I became good friends with Eleanor and Amien and was forced to arrive on the flats after dark to have a meal with them. This is when I realised that I had been lied to by my government, I was in no danger back then from the black hordes, the coloured folk were my friends.

In 1991 I campaigned for a yes vote. This vote split families, brothers turned on one another calling each other the most horrific names. Some of those splits lasted many years. The yes campaign won and we were on our way to the elections in 1994. I happily voted for Nelson Mandela and was never sorry I did.

In 98 I was Hijacked and left for greener grass. I lasted 4 and a half years in the buiteland, but I was and never will be a European, I missed the sounds, the smells and the people of my birthland and came home to Mbekis South Africa where garlic and beetroot were being touted as a cure all. Suddenly I was too white for my own country, AA, BEE, BBBEEEE BBBBBBEEEEEEE and so forth were being touted. I was suddenly fully aware of Apartheid again.

Apartheid has never left this country and I fear it never will. It has merely changed management. Asked if I would do military service again, I would offer a resounding no, not because it wasn't fun, not because it was something I was not proud of doing, but because I now know there are no winners in  a war, only survivors. The Afrikaner Volk were still pissed off about the Boer war a hundred years later,  The Irish are still fighting about some insult in 1560.

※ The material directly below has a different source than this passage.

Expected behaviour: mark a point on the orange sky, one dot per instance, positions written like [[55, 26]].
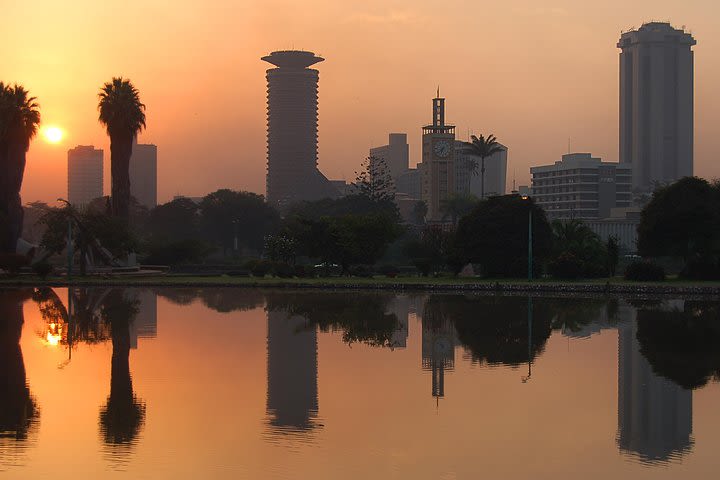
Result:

Humans are by nature not very intelligent. I have heard cries for a civil war by some that are too young too remember. War is not glorious, it is muddy, dirty and bloody. It takes the lives of those in the prime of their lives. Have you ever  noticed that the politicians that pick the fight are not the ones sleeping in bivvies, carrying weapons and dying. It is very rare that their children and grand children are in the front lines.

The generals sending the children to die always eat the best, and are never in sight of the enemy because they are considered to be too valuable. If there is a war, I will send my family to safety and probably join them, not because I am a coward. I know there are no causes worth dying for only causes worth living for.

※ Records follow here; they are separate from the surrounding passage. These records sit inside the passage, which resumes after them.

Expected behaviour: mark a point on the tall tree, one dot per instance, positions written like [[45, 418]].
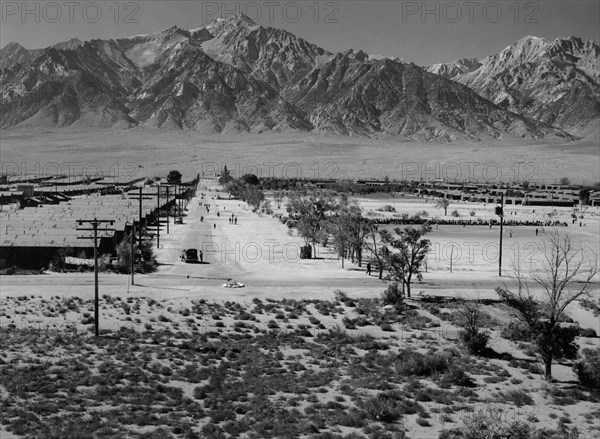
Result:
[[566, 276], [411, 247], [311, 211], [371, 244], [443, 203], [225, 176]]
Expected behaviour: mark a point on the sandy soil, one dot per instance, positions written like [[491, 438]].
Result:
[[130, 153]]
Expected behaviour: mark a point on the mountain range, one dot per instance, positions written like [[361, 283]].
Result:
[[233, 75]]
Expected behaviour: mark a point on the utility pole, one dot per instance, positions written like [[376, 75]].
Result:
[[132, 253], [140, 197], [95, 223], [168, 208], [157, 216], [500, 212]]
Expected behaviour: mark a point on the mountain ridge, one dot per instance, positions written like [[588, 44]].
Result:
[[233, 75]]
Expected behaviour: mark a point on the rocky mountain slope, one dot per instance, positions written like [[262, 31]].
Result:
[[554, 82], [454, 68], [234, 76]]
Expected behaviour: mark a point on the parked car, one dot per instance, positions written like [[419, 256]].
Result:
[[189, 255]]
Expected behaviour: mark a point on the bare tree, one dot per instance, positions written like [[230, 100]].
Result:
[[442, 203], [371, 245], [567, 275], [471, 320]]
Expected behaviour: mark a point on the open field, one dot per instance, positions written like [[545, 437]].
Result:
[[286, 356], [129, 153]]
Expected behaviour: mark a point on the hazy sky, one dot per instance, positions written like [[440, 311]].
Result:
[[423, 32]]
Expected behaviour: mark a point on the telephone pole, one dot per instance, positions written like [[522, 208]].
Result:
[[168, 208], [95, 223], [132, 253], [500, 212], [157, 216]]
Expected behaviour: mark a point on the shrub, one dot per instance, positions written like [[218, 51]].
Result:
[[518, 398], [381, 408], [393, 295], [475, 342], [588, 368], [516, 331], [458, 377], [415, 363], [588, 332]]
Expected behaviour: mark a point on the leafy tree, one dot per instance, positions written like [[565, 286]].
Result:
[[349, 229], [225, 176], [253, 196], [411, 247], [470, 320], [174, 177], [311, 212], [442, 203], [566, 277], [371, 245], [147, 264]]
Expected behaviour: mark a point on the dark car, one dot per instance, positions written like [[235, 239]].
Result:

The day we understand that we are all destined to live under the same sun, moon and stars and stop killing each other, that is the day Humanity can be said to exist.

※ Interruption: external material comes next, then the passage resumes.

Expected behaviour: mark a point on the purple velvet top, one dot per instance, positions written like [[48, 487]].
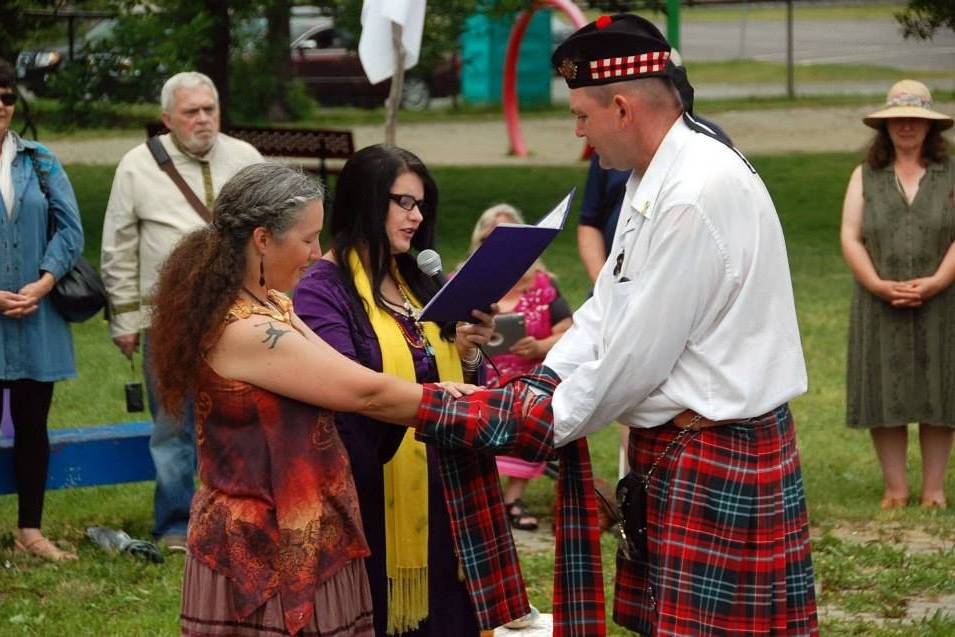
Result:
[[324, 303]]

My grandmother always said, "If you don't have anything nice to say, just keep your trap shut" and "If someone is angering you, stop count to ten and then decide what you want to say." When I was a kid we used to chant "stick and stones may break my bones, but words will never hurt me." Today we know this is tripe, words are the worst of all weapons, they destroy trust, the destroy faith, they destroy humanity. Remember every human is an individual, and very individual can be judged, You cannot judge an entire nation, race, tribe or even family by the actions of one individual.

Even in Nazi Germany there were Germans that went against the flow and hid the persecuted, In Apartheid South Africa their were White people that stood up to the government of the day, and today there are people from all the tribes of South africa standing up against the unjustness of the current regime.  Have faith in your fellow humans, and most of all join them in preventing the troubles that can be our future.

"First they came for the Socialists, and I did not speak out--
Because I was not a Socialist.

Then they came for the Trade Unionists, and I did not speak out--
Because I was not a Trade Unionist.

Then they came for the Jews, and I did not speak out--
Because I was not a Jew.

Then they came for me--and there was no one left to speak for me."